Forum Lecture: Building Postcarbon Futures: Land, Justice and the Energy Transition
Monday, March 2, 2026 from 6:00 pm to 7:30 pm

- In-person event
- The Pit, Architecture Building, Carleton University
- 1125 Colonel By Drive, Ottawa, ON, K1S 5B6
2025-2026 Forum Lecture Series
Speaker: Billy Fleming, landscape designer, city planner, and climate activist, Temple University, USA
Free and open to the public
Presented by the Azrieli School of Architecture & Urbanism, with support from Carleton Climate Commons
What would a postcarbon future look like? How would a more just, decarbonized world require us to change the way we live? What would it take to build this world?

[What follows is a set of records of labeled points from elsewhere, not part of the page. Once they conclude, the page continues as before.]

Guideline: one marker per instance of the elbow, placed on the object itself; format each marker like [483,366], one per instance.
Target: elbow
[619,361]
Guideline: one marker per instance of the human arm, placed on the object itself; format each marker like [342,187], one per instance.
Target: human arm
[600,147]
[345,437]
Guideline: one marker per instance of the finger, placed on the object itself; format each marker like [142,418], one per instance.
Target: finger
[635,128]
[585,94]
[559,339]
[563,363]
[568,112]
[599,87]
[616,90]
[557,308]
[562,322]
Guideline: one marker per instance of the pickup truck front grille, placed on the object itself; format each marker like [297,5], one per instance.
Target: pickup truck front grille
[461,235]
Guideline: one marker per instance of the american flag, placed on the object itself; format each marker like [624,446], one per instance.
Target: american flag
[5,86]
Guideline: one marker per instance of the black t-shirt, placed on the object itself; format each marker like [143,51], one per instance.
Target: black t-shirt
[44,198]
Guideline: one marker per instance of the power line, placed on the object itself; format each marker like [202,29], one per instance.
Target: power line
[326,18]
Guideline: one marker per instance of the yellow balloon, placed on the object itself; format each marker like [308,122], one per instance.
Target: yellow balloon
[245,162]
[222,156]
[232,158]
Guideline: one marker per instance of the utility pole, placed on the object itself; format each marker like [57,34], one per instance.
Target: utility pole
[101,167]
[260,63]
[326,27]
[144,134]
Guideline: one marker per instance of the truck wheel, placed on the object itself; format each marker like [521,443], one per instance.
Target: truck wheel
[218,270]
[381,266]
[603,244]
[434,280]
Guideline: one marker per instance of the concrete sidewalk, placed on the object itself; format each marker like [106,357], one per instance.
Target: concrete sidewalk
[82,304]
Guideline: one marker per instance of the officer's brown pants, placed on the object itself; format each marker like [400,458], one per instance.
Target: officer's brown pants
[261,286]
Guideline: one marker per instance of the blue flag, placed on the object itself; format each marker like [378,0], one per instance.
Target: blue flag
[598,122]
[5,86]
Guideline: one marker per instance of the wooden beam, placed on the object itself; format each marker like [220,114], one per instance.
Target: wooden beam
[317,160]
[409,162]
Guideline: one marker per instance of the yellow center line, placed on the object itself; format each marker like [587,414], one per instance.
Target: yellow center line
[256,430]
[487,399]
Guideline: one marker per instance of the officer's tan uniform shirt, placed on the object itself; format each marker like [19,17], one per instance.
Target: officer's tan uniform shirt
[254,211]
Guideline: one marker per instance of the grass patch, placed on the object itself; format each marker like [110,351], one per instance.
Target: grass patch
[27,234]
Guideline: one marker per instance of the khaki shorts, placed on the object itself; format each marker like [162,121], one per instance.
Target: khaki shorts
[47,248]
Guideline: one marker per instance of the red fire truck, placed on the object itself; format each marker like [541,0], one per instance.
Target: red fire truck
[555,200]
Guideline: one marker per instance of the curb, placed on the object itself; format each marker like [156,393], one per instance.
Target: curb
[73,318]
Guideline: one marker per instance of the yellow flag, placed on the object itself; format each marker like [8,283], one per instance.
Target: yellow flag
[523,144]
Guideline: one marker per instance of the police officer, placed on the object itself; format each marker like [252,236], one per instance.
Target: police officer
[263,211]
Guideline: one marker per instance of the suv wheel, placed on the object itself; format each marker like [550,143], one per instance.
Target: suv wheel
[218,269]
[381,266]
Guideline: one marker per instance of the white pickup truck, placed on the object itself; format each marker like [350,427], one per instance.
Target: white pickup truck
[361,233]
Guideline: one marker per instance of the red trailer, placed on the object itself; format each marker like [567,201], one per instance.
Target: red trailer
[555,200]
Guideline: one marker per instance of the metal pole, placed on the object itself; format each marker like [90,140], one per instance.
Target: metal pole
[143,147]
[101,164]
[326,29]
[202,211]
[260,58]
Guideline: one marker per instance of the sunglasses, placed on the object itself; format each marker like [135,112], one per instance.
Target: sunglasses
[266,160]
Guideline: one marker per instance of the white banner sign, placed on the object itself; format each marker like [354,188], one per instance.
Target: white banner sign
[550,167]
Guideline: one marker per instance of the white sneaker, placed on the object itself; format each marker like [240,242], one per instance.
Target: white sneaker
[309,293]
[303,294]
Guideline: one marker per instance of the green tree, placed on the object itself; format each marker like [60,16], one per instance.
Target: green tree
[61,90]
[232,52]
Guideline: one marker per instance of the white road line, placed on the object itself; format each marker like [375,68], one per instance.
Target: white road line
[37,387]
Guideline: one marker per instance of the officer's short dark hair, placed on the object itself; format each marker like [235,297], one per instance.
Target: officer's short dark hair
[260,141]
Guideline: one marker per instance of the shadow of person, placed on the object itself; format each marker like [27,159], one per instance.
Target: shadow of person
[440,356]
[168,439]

These questions lie at the heart of Billy Fleming’s new book, Building Postcarbon Futures: Land, Justice, and the Energy Transition (Lincoln, 2026).
This lecture takes readers through the North American tallgrass prairie restoration efforts of the Blackfeet Confederacy, the sprawling Gobi Desert surrounding the Ningxia Agrivoltaics project in China, the industrial-scale carbon dioxide removal plants in Iceland’s geothermal landscape, the Indigenous-led wildfire management efforts in Northern Australia, and other exemplary works of climate justice spanning 43 nations and six continents.
Together, these projects foreground the overlooked tactics, strategies, and modes of practice being employed, often by marginalized peoples, to build a more just, decarbonized world — from Cuba to Kiribati, Borneo to Berlin, Savannah to Sao Paolo.



About Billy Fleming
Billy Fleming is a landscape designer, city planner, and climate activist who currently serves as an assistant professor at Temple University in the Tyler School of Art and Architecture in Philadelphia, PA, USA.
Fleming is an interdisciplinary scholar of climate justice and the built environment and founding co-director of the Climate and Community Institute, a progressive think-tank focused on climate and political economy.
His research focuses on clean energy supply chains, social and abolitionist movements in rural landscapes, land-based practices of carbon management, and the communities transformed by each.
He also co-led the creation of Data Refuge — an international consortium of scientists, programmers, archivists, librarians, and activists dedicated to securing critical environmental data at the risk of erasure during the first Trump Administration — and co-founded Indivisible — a progressive organizing non-profit with chapters in every congressional district in the United States.